How to finding the right professional coach for your organization:
When you have decided that you or your business can make use of professional coaching it’s important that you take the time to properly understand what kind of coaching you need and vet the right coach or coaching platform to get the results you’re looking for.
Here is a step by step guide to help you choose the right professional coach:
1. Decide what coaching format works best for you or your company
The first step is to decide how you want to use professional coaching and determine how you want that coaching to be undertaken. For example, if you want to get the most out of a team or multiple teams that are working on a big project then a group coaching format would likely be the best option because it leverages the skills and experiences of the group, pooling resources to find the best way to work together.
If you want to get the most out of yourself or a key individual within your organization then individual coaching will be salient, as it focuses on improving the individual and understanding how they work in such a way that they perform most effectively.
Now, if all of your employees are working remotely, the natural choice for professional coaching would be to do it online. It’s best for remote workers because online coaching is often flexible and amenable to each individual’s schedules.
2. Look for someone with the right experience/certification
This may seem like a no-brainer, but in a world full of charlatans, the professional coaching industry has sometimes been muddied by those practitioners who lack the proper certifications, knowledge and experiences to properly coach you or your employees.
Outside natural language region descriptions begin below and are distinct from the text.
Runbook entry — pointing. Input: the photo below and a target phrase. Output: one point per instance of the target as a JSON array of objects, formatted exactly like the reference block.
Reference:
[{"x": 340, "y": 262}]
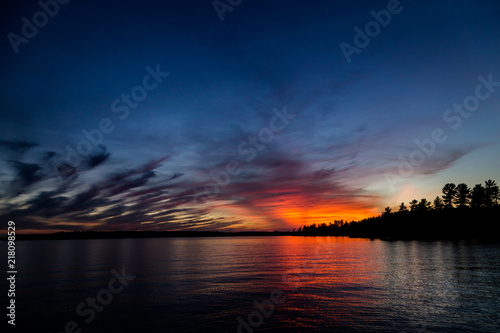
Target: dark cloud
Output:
[{"x": 16, "y": 146}]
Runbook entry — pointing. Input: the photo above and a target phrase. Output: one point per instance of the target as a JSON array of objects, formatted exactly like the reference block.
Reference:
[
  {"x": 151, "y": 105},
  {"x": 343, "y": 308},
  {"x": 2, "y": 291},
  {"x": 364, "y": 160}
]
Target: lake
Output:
[{"x": 257, "y": 284}]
In fact, there are a slew of examples of professional coaching gone awry. Some of these “coaches” do not have the understanding or education to handle the rigors of proper psychological training. When they do not, these coaches have actually not treated the real problems or coached their clients in the correct ways to become better and happier employees.
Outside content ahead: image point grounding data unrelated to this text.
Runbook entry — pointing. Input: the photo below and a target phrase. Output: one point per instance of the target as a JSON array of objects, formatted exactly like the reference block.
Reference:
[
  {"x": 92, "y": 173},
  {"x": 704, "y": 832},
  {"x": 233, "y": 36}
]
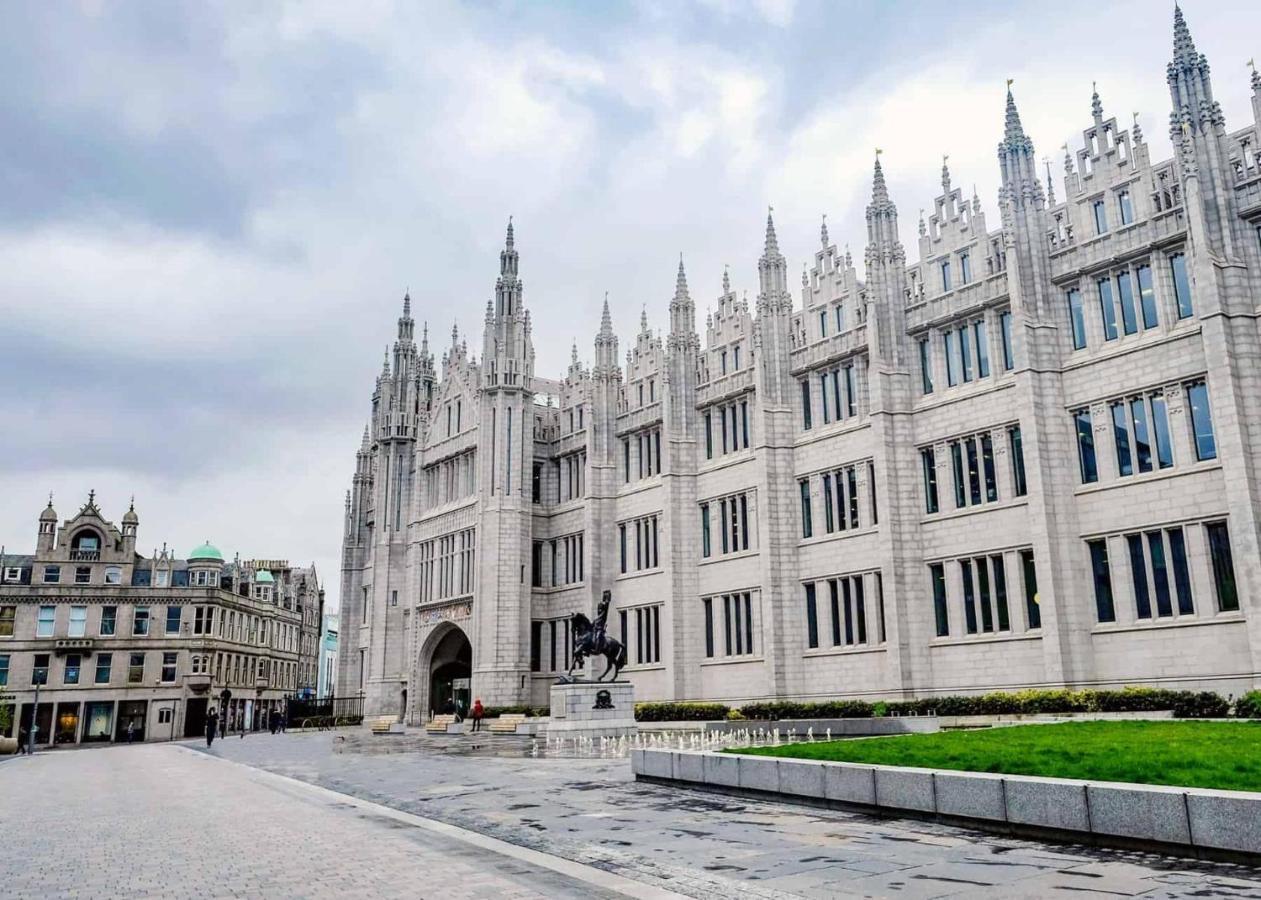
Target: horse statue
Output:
[{"x": 592, "y": 639}]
What has been seen instead, are instances in which these ill-suited coaches actually end up reinforcing negative behaviors in their clients by treating the symptoms rather than the causes. And if this client is in a c-level or upper management position, this could have dire consequences for the entire organization.
So, make sure that, when you’re looking for a professional coach, you take the time to do your research and make sure they have the right credentials for the job.
3. Have an idea of what you want to improve
It’s easy to say that you want a professional coach to come in and help your people and your business reach their full potential, but if you don’t know exactly what you want to improve or where you want to see improvement then you might just end up wasting your money and time.
That’s why it’s paramount that you assess what you want to get out of professional coaching services or platforms – do you want to train key people? Or prepare for an organizational shift? Just be honest about your needs and then choose accordingly.
4. See if it’s a good fit
Lastly, there is not a one size fits all approach to professional coaching, sometimes a coach and a client simply won’t gel and your goals will not be met. But don’t worry. This is just part of the process.
Give your professional coach a trial period, measure the effectiveness of their results and decide whether or not you want to continue or change direction. The choice is always up to you.
Professional coaching can be a boon for you or your business, helping you unlock potential and get the most out of your talented workforce. Just remember to be vigilant and aware when choosing your professional coach, and take the time to really understand what you need. That way you’ll increase your chances of success – but you know that by now!
Go forth with this guide and find the professional coach, model, or coaching program that’s right for you and enjoy the process along the way!